Then everything was so quiet again that I looked round the portière; Phil knelt by the bedside with his face buried in the bed-clothes, and papa's hand was resting on his head.
I let the curtain fall. I felt, perhaps, they'd rather I didn't look at them.
Then presently papa said quite cheerfully, "It will be all right, Phil: I think I am going to get well, and I shall try to take better care of myself; so you will, I hope, have no further occasion to be troubled about my health. I appreciate your speaking frankly to me, as you have done. Now, perhaps, you had better go; I am a little tired."
Phil shook hands with papa and started to go, but paused half-way to the door. "This is for Felix and Betty, as well as for myself, father," he said pleadingly. "They feel just as badly as I do about you, but we thought 'twas best for one to speak for the three; and I being the eldest,—you understand?"
"Yes," papa said gently, "I understand."
As the door closed behind Phil, papa called me. "Jack," he said, in a weak voice, "it seems to me that Miss Appleton is gone a good while; perhaps you had better give me something,—I think I am tired."
My! didn't I get nervous! There was nothing on the table but bottles and a medicine glass; I didn't know any more than the man in the moon what to give him, and I didn't like to ask him. I was pretty sure he didn't know; and besides, he had shut his eyes. I caught up one of the bottles and uncorked and smelled it without in the least knowing what I intended doing next. How I did wish the nurse would come! Just then some one came into the room, and when I turned quickly, expecting to see Miss Appleton, who was it but Betty!
Well, I was so surprised, I nearly dropped the bottle. But she didn't even look at me; she just marched up to papa and began talking.

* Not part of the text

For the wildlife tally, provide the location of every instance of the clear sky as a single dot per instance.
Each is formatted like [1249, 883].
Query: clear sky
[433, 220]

She stood a little distance from the bed,—she said afterward she was afraid to go nearer for fear she'd shake the bed, or fall on it,—with her hands behind her back, and she just rattled off what she had to say as if she'd been "primed," as Phil calls it. Without even a "how d'you do?" she plunged into her subject. That's Betty all over; she always goes right to the point. "Papa," she said earnestly, "I'm awfully—that is, very, very sorry we went to Mr. Erveng that time about your book, without first speaking to you about it. We're all very sorry,—Phil, Felix, and I,—and just as ashamed as we can be. We've worried dreadfully over it, and about you, and it was simply awful when we thought you were going to die! We didn't acknowledge it to one another, but if you had died, I know we three'd have felt as if we had as much as killed you" (here Betty's voice dropped to almost a whisper; I thought perhaps she was going to cry, but she didn't, she just went on louder); "for we are sure you never would have hurried so with—your book—if we hadn't played that mean joke. You see, papa, we're so afraid you'll—you'll—die, or be ill, or something else dreadful if you don't stop working so hard,—like a galley slave, as Phil says. And I've come to ask you, for Phil, Felix, and myself, to let the hateful old book go, and just get well and strong again; will you?"
"But if the history is completed, it can be sold, and thus bring in the money that is so much needed in the family."